Ma sono megalomane a far parlare Dio?

Saki






Conn era seduto in un angolo della cucina con una tazza di minestra tra le mani. Ancora non riusciva a credere di essere a casa. Mai quella stanza calda e satura di odori, il regno di sua madre, gli era sembrata un paradiso in terra come ora. E Maryel era lì a guardarlo, pulendosi le mani con uno straccio dopo aver riattizzato il fuoco, con una lucente gratitudine negli occhi bruni circondati da rughe sottili.
La tenda si scostò e lui deglutì quando alzò gli occhi sulla donna che ora gli stava davanti, su quel viso pallido e sciupato dalle lacrime, e che tuttavia non aveva perso nulla della propria fierezza.
- Signora...
- Lady Clarissant!
La videro chinare la testa di lato, in quel gesto che le era usuale e che esprimeva un misto di riservatezza e indecisione, ma poi ella si risolse a chiedere alla cuoca di lasciarla sola con il ragazzo.
Maryel obbedì con un certo stupore, scambiando con il figlio un fugace sguardo di preoccupazione. Avrebbe voluto raccomandargli di evitare i dettagli sulle vicende di Camlann, ma forse non ce n'era affatto bisogno; Conn non era uno stupido. Ed era cresciuto, tanto, troppo.

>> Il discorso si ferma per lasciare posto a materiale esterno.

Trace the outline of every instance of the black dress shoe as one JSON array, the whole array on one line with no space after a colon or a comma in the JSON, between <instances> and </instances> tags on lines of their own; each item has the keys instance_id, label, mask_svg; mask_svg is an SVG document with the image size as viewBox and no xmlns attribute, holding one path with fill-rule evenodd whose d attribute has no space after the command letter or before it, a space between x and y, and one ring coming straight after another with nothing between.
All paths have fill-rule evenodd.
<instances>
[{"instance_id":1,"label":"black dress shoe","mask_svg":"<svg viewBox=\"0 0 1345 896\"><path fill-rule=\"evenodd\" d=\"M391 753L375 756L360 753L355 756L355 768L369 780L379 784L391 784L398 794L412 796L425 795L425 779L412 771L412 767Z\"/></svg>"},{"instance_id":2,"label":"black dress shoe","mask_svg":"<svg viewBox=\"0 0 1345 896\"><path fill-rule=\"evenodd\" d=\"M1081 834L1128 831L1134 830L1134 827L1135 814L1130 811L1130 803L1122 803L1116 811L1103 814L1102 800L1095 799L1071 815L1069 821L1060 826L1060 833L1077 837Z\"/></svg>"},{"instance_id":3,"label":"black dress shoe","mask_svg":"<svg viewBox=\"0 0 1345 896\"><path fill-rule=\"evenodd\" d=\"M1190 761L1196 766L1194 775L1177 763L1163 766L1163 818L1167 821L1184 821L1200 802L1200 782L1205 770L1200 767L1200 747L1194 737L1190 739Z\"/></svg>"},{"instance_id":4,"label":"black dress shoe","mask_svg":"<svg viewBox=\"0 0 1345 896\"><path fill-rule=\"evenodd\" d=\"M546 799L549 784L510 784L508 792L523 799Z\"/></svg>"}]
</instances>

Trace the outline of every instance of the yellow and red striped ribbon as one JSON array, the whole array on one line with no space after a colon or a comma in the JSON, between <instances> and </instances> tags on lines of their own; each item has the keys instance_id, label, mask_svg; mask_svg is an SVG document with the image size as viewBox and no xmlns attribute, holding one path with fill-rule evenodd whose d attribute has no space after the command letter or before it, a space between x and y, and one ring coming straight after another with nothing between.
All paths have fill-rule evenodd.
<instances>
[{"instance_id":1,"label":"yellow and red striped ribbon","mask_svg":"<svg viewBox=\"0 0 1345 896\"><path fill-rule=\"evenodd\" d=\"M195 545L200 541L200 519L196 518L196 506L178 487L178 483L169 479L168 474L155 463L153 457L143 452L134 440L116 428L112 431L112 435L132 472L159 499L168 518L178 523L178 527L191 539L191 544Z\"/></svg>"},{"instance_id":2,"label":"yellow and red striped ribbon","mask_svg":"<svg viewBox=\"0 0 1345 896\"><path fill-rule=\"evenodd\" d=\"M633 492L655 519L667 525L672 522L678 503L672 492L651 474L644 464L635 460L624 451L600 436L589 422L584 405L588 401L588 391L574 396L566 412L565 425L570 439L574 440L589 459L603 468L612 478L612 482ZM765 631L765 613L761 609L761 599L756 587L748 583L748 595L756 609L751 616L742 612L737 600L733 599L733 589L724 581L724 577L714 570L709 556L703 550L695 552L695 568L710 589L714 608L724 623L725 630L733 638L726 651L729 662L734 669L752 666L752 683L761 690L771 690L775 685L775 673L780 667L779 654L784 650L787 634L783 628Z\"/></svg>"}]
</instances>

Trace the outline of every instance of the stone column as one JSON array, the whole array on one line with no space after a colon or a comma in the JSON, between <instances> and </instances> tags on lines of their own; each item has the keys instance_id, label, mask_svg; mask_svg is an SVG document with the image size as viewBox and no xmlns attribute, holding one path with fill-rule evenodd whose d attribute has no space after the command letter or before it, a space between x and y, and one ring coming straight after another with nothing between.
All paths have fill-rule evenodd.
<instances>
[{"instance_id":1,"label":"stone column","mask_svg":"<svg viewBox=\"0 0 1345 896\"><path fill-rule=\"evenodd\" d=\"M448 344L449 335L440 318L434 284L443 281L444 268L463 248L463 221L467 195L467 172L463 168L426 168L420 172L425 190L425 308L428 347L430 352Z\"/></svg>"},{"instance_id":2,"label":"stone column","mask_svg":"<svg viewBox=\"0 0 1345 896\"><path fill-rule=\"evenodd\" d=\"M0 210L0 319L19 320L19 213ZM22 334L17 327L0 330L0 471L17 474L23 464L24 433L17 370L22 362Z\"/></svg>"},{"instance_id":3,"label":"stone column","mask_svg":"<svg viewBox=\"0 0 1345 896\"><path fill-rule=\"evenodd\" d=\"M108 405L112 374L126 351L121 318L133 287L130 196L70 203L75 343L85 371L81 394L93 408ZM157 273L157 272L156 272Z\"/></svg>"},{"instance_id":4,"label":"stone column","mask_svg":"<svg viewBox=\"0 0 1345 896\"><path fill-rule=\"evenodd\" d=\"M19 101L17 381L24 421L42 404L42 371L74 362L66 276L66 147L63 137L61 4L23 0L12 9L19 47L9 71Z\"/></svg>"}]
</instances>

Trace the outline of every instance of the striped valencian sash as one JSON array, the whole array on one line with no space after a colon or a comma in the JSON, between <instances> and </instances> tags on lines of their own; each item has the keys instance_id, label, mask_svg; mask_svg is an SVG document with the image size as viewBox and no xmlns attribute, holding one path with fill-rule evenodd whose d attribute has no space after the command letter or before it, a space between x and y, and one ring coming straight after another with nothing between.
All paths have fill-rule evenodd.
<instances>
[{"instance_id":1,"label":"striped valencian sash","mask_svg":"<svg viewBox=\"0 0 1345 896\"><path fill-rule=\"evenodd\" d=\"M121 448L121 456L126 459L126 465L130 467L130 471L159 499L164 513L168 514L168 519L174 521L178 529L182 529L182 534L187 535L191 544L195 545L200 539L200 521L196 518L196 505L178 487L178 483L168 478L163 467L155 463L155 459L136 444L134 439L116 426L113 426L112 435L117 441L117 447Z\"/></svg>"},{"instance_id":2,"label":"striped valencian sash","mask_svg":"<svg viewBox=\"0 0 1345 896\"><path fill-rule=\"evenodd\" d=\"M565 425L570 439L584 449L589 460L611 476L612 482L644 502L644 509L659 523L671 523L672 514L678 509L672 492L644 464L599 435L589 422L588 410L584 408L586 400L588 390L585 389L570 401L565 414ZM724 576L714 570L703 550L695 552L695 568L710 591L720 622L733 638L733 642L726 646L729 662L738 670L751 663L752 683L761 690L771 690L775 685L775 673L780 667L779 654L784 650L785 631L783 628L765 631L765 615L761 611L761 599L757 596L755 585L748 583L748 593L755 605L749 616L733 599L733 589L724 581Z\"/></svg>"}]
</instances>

- So che avresti voluto parlarmi non appena sei arrivato. Ma non ne avevo la forza. Poi ho capito. Tutto quello che ricordo non succederà, e se non lo ricordo si può ripetere. Io ricordavo Colgrevance, Branwen, Orkney. Ed è andato tutto in un altro modo... perciò... sono felice che tu sia qui.
Lui non comprendeva quelle parole, ma non mostrò di compatirla o, peggio, farle pensare di crederla pazza. Posò la ciotola sul tavolo, mentre Lady Clarissant gli passava una mano tra i capelli e continuò con voce trasognata: - Gli... somigli... di più.
Conn chiuse gli occhi, colto da vertigine. Quand'era bambino era solo una questione di colori, ma negli ultimi tempi aveva dovuto ammettere a se stesso che stava diventando sempre più simile a suo cugino. E se prima lo considerava motivo d'orgoglio e speranza, ora ciò gli trasmetteva solo tristezza. Perché lui non era Amren, non lo sarebbe mai stato e non avrebbe potuto né voluto sostituirlo.
- Andrà tutto in un altro modo... anche dopo. Deve funzionare così, per forza. Non so cosa ci aspetta, ma sono certa che riavrò mio marito. Ora devi dirmi tutto.
Egli fu molto attento a misurare le parole, a non andare oltre. Ma lei voleva sapere di più, di più.
- Non avrebbe comunque potuto viaggiare, le ferite si sarebbero riaperte. Non potrebbe essere più al sicuro di dov'è... anche se... - Riflettendoci, c'erano sì dettagli inutilmente crudeli, ma anche informazioni crudelmente utili. - È così fragile, ora. Non deve credere di essere rimasto solo... potrebbe chiudere la sua mente fino a dimenticare quel ch'è più importante. Non lo permetterete, vero, signora?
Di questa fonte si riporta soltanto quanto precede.